Egypt's Petroleum Minister Tareq al-Molla announced on Monday an agreement with Iraq to import Basra crude oil for refining in Egypt, as part of a broader plan to increase bilateral petroleum-industry cooperation.
“The agreement on refining Basra crude oil comes within the terms of a previously-signed memorandum of understanding,” Molla told the state-run news agency MENA on Monday.
Last week, Molla indicated that Egypt's oil operations with Saudi Aramco have not been canceled, but will continue as planned.
He added that Egypt has its own oil-refining capabilities and can refine crude oil from Basra, exporting the products back to Iraq. He said that Egypt is seeking to buy crude oil, which means that the two nations can integrate their operations.
Such an arrangement would provide jobs for Egyptians and fulfill Iraq's needs, instead of purchasing from international market.
“This marks a start for cooperation with Iraq through striking agreements and then expanding into wider fields of cooperation,” he added.

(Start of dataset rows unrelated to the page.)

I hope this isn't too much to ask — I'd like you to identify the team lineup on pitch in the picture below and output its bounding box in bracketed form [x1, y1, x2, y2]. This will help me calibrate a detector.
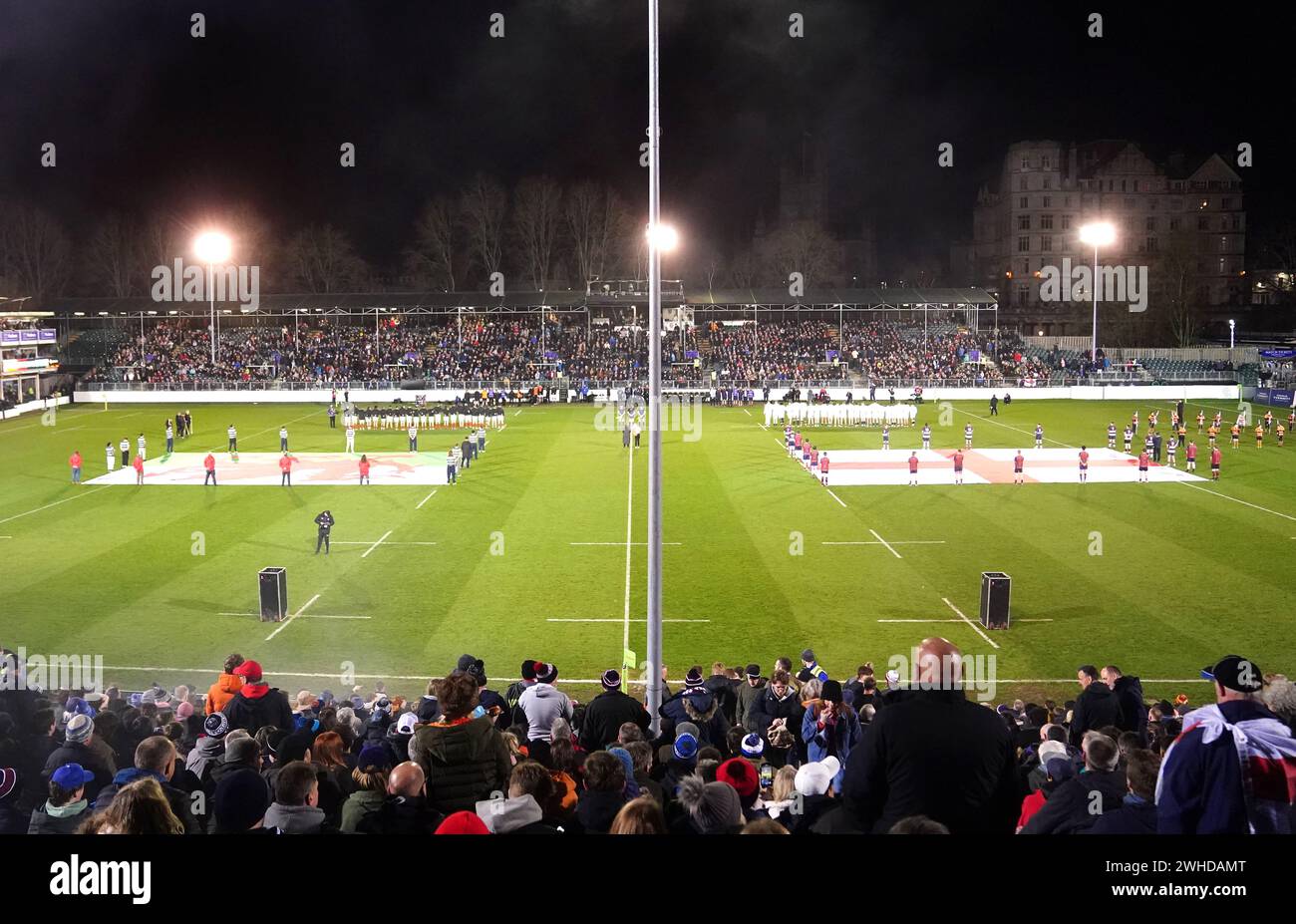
[0, 402, 1296, 705]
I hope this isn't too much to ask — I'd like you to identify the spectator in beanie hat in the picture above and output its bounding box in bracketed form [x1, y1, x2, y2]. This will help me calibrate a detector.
[517, 661, 571, 742]
[798, 648, 828, 683]
[580, 670, 652, 752]
[220, 661, 293, 735]
[734, 664, 765, 729]
[212, 769, 272, 834]
[342, 743, 392, 834]
[801, 681, 863, 791]
[657, 666, 730, 748]
[42, 716, 113, 802]
[671, 773, 743, 834]
[716, 757, 769, 821]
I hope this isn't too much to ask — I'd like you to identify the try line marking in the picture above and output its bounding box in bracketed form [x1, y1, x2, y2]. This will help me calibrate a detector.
[941, 596, 999, 648]
[0, 484, 111, 523]
[266, 593, 320, 642]
[94, 665, 1213, 687]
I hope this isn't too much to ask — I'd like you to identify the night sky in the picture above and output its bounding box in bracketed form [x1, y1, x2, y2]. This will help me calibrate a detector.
[0, 0, 1296, 273]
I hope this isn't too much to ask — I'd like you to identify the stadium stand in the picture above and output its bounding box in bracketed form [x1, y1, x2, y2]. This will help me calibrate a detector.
[0, 639, 1296, 834]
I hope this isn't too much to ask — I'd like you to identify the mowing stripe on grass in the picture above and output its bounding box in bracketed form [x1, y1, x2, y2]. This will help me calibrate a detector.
[1176, 480, 1296, 523]
[266, 593, 320, 642]
[0, 484, 109, 523]
[941, 596, 999, 648]
[360, 530, 392, 558]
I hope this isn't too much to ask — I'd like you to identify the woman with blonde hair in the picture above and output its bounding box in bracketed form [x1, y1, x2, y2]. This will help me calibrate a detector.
[608, 795, 669, 834]
[81, 776, 184, 834]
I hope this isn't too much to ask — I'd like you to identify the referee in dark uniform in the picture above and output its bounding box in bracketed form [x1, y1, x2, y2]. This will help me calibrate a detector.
[315, 510, 333, 554]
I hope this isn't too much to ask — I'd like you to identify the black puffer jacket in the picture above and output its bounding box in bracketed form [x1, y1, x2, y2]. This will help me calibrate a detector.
[410, 716, 512, 815]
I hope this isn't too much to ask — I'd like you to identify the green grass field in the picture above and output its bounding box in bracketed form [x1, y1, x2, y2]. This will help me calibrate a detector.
[0, 401, 1296, 701]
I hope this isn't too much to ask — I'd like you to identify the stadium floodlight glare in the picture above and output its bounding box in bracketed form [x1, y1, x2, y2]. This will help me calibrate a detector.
[644, 224, 679, 254]
[1080, 221, 1116, 366]
[193, 230, 232, 366]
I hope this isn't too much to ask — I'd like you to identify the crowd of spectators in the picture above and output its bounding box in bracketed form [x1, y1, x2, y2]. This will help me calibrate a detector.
[87, 318, 1068, 386]
[0, 638, 1296, 834]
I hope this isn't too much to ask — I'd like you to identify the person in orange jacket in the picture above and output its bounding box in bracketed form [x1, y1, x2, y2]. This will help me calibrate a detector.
[206, 655, 242, 716]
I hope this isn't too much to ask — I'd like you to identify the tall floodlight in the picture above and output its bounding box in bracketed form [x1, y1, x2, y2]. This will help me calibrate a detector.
[193, 230, 230, 363]
[648, 0, 665, 734]
[1080, 221, 1116, 371]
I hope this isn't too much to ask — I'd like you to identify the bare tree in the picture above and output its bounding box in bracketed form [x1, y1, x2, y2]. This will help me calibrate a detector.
[85, 212, 143, 298]
[564, 180, 629, 282]
[513, 176, 562, 292]
[461, 173, 508, 285]
[0, 203, 72, 299]
[288, 224, 366, 292]
[406, 195, 463, 292]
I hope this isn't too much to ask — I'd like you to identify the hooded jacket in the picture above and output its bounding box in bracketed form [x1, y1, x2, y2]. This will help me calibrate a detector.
[266, 802, 331, 834]
[477, 793, 558, 834]
[580, 690, 652, 752]
[1021, 767, 1128, 834]
[220, 683, 293, 735]
[518, 683, 571, 741]
[410, 715, 515, 815]
[1112, 674, 1147, 747]
[206, 674, 242, 716]
[1071, 681, 1122, 748]
[87, 768, 198, 834]
[27, 799, 90, 834]
[657, 687, 730, 751]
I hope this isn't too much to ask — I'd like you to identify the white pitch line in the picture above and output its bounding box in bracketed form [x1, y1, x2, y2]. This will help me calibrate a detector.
[941, 596, 999, 648]
[1176, 480, 1296, 522]
[360, 530, 392, 558]
[545, 619, 710, 622]
[0, 484, 112, 523]
[266, 593, 320, 642]
[621, 449, 635, 652]
[567, 541, 684, 548]
[819, 530, 945, 545]
[868, 528, 901, 558]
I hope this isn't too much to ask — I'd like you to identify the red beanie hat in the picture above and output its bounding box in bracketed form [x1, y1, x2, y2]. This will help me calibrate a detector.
[437, 811, 489, 834]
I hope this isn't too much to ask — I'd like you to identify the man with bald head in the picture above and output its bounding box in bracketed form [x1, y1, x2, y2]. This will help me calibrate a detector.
[842, 638, 1021, 834]
[357, 761, 441, 834]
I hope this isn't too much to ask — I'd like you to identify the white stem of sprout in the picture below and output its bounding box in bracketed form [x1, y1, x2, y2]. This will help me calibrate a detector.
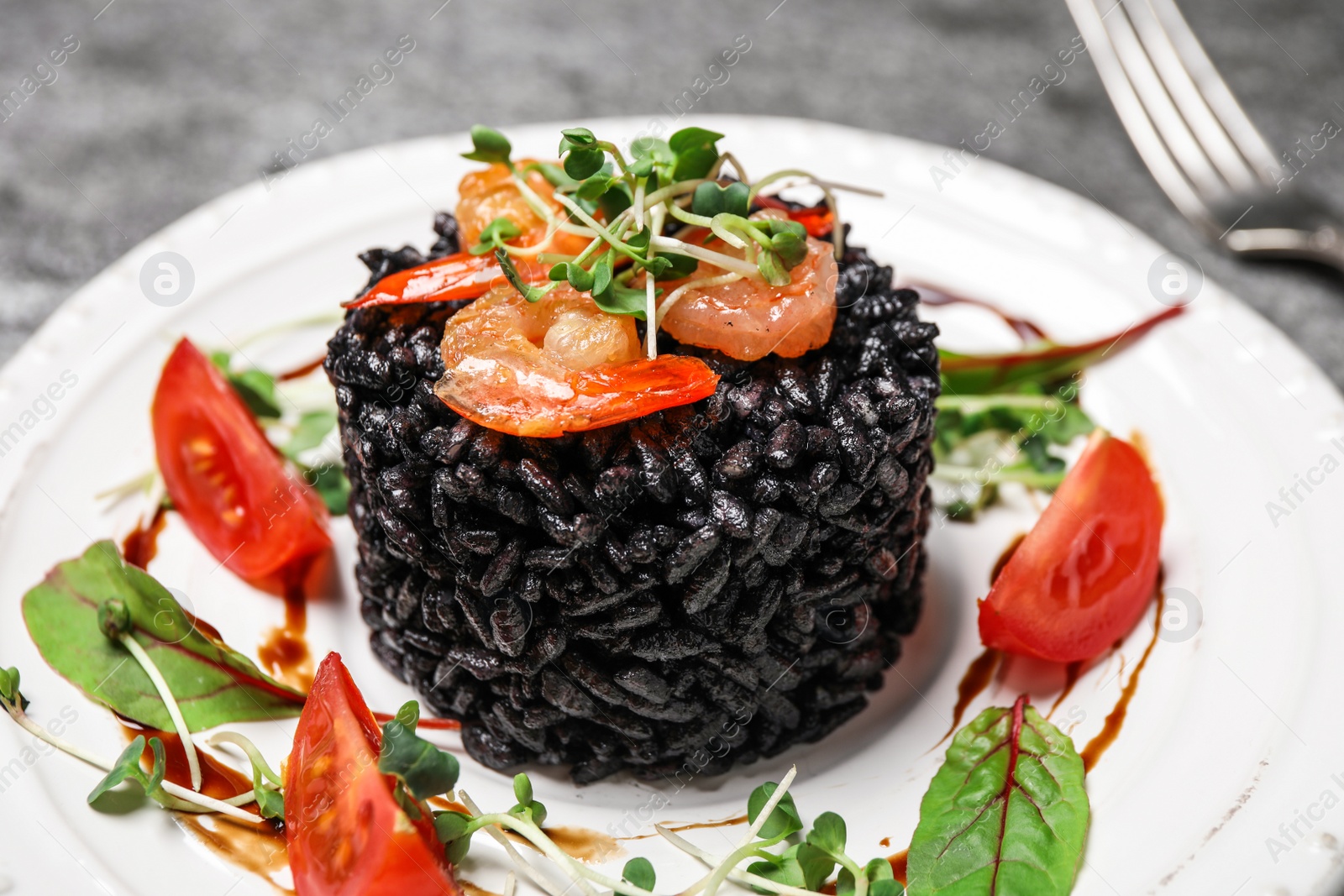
[679, 766, 798, 896]
[206, 731, 285, 787]
[118, 634, 200, 790]
[643, 206, 667, 360]
[5, 704, 262, 824]
[654, 825, 817, 896]
[630, 177, 647, 233]
[657, 274, 742, 327]
[555, 193, 645, 263]
[649, 237, 761, 280]
[704, 152, 748, 183]
[457, 791, 567, 896]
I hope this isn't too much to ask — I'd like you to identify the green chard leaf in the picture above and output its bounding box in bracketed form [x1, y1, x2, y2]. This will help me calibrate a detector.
[378, 715, 459, 799]
[938, 307, 1185, 395]
[89, 735, 166, 806]
[462, 125, 513, 164]
[253, 766, 285, 820]
[907, 694, 1089, 896]
[690, 181, 751, 217]
[668, 128, 723, 180]
[23, 542, 304, 731]
[621, 856, 657, 889]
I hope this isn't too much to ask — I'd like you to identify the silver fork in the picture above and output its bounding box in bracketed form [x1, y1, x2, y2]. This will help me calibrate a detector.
[1067, 0, 1344, 271]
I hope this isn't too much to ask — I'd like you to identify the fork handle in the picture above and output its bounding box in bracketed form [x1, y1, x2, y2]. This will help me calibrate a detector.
[1226, 223, 1344, 273]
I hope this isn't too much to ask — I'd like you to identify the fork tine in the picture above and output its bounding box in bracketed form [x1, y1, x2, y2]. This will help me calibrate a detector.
[1102, 0, 1227, 203]
[1125, 0, 1263, 191]
[1147, 0, 1279, 184]
[1066, 0, 1216, 230]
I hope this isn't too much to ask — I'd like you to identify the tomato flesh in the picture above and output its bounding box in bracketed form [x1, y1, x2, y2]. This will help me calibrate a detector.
[152, 338, 332, 585]
[979, 432, 1163, 663]
[285, 652, 462, 896]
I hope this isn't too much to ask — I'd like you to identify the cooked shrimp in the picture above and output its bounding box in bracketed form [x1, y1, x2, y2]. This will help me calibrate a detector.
[434, 285, 719, 438]
[457, 159, 591, 255]
[659, 218, 837, 361]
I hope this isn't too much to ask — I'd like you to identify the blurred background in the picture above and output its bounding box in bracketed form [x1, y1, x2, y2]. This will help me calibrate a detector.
[0, 0, 1344, 385]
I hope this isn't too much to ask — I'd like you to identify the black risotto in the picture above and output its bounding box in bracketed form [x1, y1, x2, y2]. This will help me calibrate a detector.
[325, 213, 938, 783]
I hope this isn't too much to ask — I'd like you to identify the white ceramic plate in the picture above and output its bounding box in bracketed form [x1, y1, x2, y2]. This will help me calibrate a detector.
[0, 117, 1344, 896]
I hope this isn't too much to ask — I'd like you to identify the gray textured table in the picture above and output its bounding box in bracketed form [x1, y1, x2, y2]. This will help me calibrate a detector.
[0, 0, 1344, 385]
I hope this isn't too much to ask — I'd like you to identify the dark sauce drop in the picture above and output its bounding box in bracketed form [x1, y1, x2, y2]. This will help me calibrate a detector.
[1079, 569, 1163, 771]
[934, 647, 1003, 747]
[990, 532, 1026, 587]
[257, 569, 313, 692]
[121, 504, 168, 569]
[118, 716, 289, 883]
[617, 813, 750, 840]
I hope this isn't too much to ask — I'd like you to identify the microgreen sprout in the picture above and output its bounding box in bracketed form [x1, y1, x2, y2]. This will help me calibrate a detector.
[0, 668, 262, 824]
[98, 598, 200, 790]
[462, 125, 871, 358]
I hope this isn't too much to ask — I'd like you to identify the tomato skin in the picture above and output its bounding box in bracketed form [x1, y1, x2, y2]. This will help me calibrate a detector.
[150, 338, 332, 585]
[979, 430, 1163, 663]
[285, 652, 462, 896]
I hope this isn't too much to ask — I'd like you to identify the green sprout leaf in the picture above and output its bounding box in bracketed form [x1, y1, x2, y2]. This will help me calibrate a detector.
[795, 844, 836, 891]
[757, 249, 793, 286]
[591, 285, 649, 321]
[564, 149, 606, 180]
[769, 217, 808, 270]
[748, 846, 808, 893]
[89, 735, 166, 804]
[378, 701, 459, 799]
[466, 217, 522, 255]
[668, 128, 723, 180]
[23, 542, 304, 731]
[304, 464, 349, 516]
[392, 700, 419, 731]
[690, 181, 751, 217]
[907, 694, 1090, 896]
[654, 253, 701, 280]
[869, 864, 906, 896]
[808, 811, 845, 856]
[513, 773, 533, 806]
[280, 408, 336, 458]
[559, 128, 596, 155]
[462, 125, 513, 164]
[434, 811, 472, 865]
[0, 666, 18, 705]
[253, 766, 285, 820]
[495, 249, 555, 302]
[621, 856, 657, 889]
[748, 780, 802, 840]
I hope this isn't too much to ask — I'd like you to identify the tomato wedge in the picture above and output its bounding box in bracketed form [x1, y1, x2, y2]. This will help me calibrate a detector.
[345, 253, 547, 307]
[979, 430, 1163, 663]
[285, 652, 462, 896]
[152, 338, 332, 585]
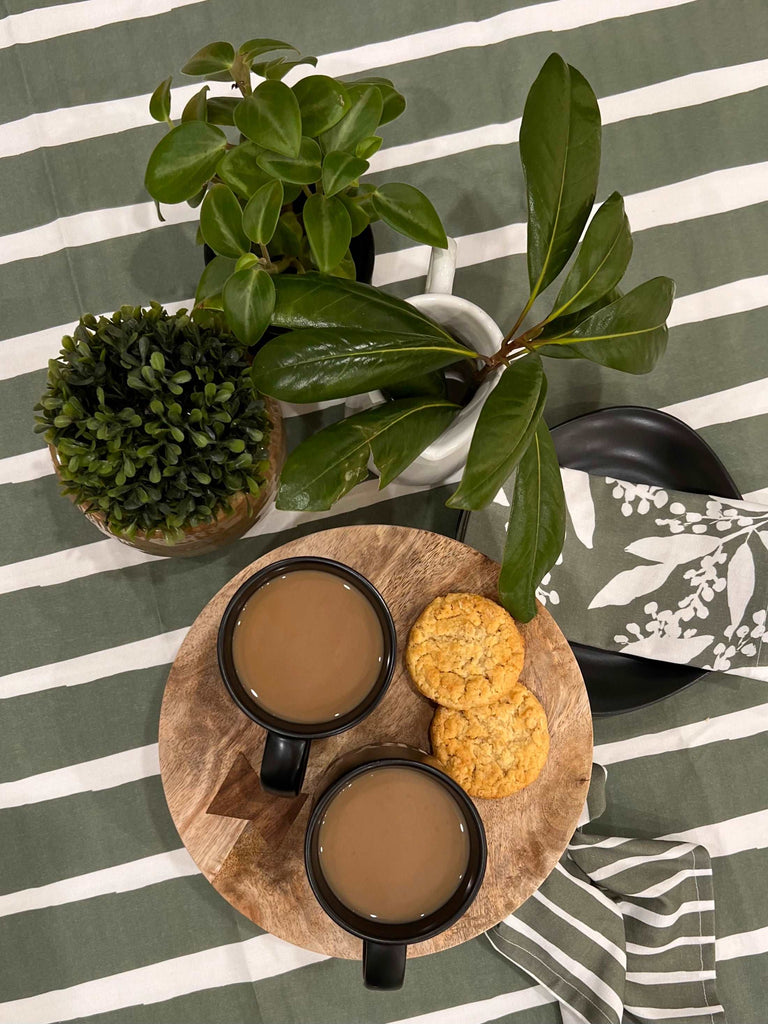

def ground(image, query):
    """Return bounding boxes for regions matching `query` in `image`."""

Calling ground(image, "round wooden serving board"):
[160,526,592,958]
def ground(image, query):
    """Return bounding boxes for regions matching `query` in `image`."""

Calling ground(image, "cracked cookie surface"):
[430,685,549,799]
[406,594,525,710]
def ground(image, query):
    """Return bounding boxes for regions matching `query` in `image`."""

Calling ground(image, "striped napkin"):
[486,765,725,1024]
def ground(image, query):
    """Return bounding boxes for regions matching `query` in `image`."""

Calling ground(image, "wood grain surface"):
[160,525,592,958]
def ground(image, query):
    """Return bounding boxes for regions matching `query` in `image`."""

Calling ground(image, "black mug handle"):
[362,939,407,991]
[260,732,310,797]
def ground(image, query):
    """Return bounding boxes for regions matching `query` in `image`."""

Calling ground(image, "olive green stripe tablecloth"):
[0,0,768,1024]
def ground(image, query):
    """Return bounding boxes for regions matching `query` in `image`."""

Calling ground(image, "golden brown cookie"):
[406,594,525,710]
[430,686,549,798]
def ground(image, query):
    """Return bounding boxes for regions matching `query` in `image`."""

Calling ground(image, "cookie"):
[430,686,549,799]
[406,594,525,710]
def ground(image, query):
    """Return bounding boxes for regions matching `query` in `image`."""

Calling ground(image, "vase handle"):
[425,239,457,295]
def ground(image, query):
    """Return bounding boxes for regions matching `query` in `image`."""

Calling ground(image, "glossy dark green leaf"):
[181,85,211,123]
[499,420,565,623]
[372,183,447,249]
[256,138,323,185]
[252,323,475,401]
[181,43,234,75]
[150,76,173,121]
[536,278,675,374]
[207,96,241,125]
[216,142,272,199]
[323,150,368,196]
[302,195,352,273]
[276,398,459,511]
[144,121,226,203]
[243,181,283,245]
[554,193,632,314]
[447,353,547,509]
[318,85,382,153]
[234,82,301,157]
[222,266,274,345]
[520,53,600,295]
[293,75,351,135]
[195,256,236,305]
[200,185,251,259]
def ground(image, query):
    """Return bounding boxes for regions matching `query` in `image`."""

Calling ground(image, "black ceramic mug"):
[217,556,397,797]
[304,749,487,989]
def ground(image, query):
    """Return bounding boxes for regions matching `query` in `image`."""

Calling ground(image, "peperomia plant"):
[253,54,674,622]
[144,39,446,345]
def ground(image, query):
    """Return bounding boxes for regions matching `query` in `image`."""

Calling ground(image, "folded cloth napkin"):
[467,469,768,680]
[495,765,725,1024]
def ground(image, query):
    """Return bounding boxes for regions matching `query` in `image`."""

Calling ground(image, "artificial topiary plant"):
[35,303,270,542]
[144,39,447,345]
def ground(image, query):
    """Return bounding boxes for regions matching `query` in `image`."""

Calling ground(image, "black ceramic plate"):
[552,406,741,715]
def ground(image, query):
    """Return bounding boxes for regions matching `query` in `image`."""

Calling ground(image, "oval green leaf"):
[222,266,274,345]
[181,43,234,75]
[323,150,368,196]
[547,278,675,374]
[372,183,447,249]
[499,420,565,623]
[144,121,226,203]
[553,193,632,316]
[234,82,301,157]
[243,181,283,245]
[256,138,323,185]
[520,53,600,295]
[200,185,251,259]
[446,354,547,509]
[150,76,173,121]
[302,195,352,273]
[276,397,459,511]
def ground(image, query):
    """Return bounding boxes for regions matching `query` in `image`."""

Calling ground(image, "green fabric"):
[0,0,768,1024]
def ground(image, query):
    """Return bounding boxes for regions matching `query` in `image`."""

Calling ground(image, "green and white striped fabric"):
[0,0,768,1024]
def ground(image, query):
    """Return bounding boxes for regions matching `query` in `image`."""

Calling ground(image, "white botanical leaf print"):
[624,534,723,565]
[560,469,595,549]
[589,562,675,608]
[621,634,715,665]
[727,541,755,630]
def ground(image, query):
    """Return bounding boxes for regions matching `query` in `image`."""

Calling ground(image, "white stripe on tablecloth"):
[0,934,328,1024]
[0,846,200,918]
[0,743,160,810]
[0,0,700,159]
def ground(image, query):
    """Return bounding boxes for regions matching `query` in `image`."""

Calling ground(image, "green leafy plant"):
[253,54,675,622]
[35,303,269,541]
[144,39,447,345]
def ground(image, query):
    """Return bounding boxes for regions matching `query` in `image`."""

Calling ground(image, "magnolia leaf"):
[446,353,547,509]
[372,183,447,249]
[222,266,274,345]
[252,323,476,401]
[144,121,226,203]
[243,181,283,245]
[302,194,352,273]
[276,397,459,511]
[150,76,173,121]
[520,53,600,296]
[181,43,234,75]
[234,82,301,157]
[550,278,675,374]
[256,138,323,185]
[323,150,368,196]
[499,420,565,623]
[200,185,251,259]
[317,85,382,153]
[293,75,351,136]
[553,193,632,318]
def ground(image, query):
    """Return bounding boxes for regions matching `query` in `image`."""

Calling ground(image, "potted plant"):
[247,54,674,622]
[35,303,284,555]
[144,39,446,345]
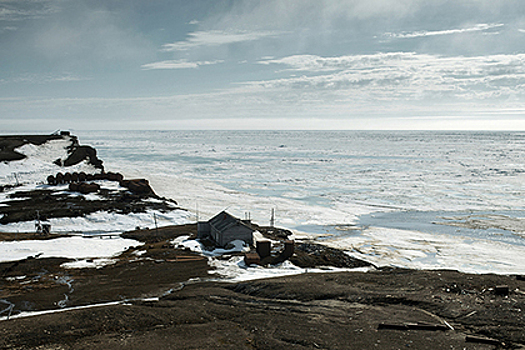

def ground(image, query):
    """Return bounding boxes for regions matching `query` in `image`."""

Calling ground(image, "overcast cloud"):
[0,0,525,131]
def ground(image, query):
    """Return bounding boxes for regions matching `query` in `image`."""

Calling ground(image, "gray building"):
[197,211,255,247]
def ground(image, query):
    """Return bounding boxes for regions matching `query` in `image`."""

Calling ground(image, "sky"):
[0,0,525,132]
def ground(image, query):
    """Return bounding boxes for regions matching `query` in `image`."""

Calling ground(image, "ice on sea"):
[324,227,525,274]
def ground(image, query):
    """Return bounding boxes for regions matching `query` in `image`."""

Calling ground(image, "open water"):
[76,131,525,273]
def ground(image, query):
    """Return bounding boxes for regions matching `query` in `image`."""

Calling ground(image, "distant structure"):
[197,211,255,247]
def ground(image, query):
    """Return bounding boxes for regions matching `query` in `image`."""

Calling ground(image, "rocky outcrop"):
[55,143,104,170]
[0,135,63,162]
[120,179,156,196]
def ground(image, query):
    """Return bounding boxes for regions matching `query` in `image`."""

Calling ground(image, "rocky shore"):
[0,135,525,350]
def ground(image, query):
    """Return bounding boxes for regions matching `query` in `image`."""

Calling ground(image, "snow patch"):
[0,236,142,262]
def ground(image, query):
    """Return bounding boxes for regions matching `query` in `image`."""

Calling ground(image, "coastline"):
[0,133,525,350]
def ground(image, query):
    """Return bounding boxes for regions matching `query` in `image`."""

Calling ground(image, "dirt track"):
[0,225,525,350]
[0,270,525,349]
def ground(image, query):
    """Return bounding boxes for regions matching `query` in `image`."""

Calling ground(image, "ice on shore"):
[0,236,142,262]
[0,210,189,234]
[171,236,250,257]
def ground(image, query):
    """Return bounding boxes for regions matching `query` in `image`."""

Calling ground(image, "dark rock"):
[47,175,57,186]
[120,179,156,196]
[63,145,104,169]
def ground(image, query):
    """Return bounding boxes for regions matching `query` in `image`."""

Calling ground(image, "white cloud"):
[0,0,60,21]
[253,52,525,101]
[162,30,280,52]
[141,59,224,70]
[385,23,504,39]
[0,72,91,84]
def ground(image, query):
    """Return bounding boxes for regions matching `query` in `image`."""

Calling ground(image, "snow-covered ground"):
[0,236,142,262]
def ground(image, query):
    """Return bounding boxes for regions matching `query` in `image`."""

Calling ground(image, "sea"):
[74,131,525,274]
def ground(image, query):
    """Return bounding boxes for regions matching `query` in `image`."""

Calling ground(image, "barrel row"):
[47,172,124,186]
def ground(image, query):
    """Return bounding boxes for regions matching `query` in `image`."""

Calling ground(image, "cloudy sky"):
[0,0,525,131]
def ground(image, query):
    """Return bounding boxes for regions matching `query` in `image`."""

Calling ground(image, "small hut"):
[197,211,255,247]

Molla highlighted the need to establish joint Egyptian-Iraqi companies that can work continuously, rather than just at times of particular need.
Saudi Aramco previously announced that supplies of refined oil products to Egypt would be delayed in October.
Some had linked the delays to tensions between Egypt and Saudi Arabia over the conduct of the Syrian civil war, after Egypt supported a Russian ceasefire resolution at the UN Security Council.
While Egyptian officials have rejected any link between such diplomatic tensions and the alleged Saudi Aramco delays, Molla appears keen to assert that Egypt is able to meet its domestic needs by other means if necessary.
Government sources told Al-Masry Al-Youm last week that Egypt could meet its domestic needs by resorting to other markets if Saudi Aramco decided to halt supplies of oil products.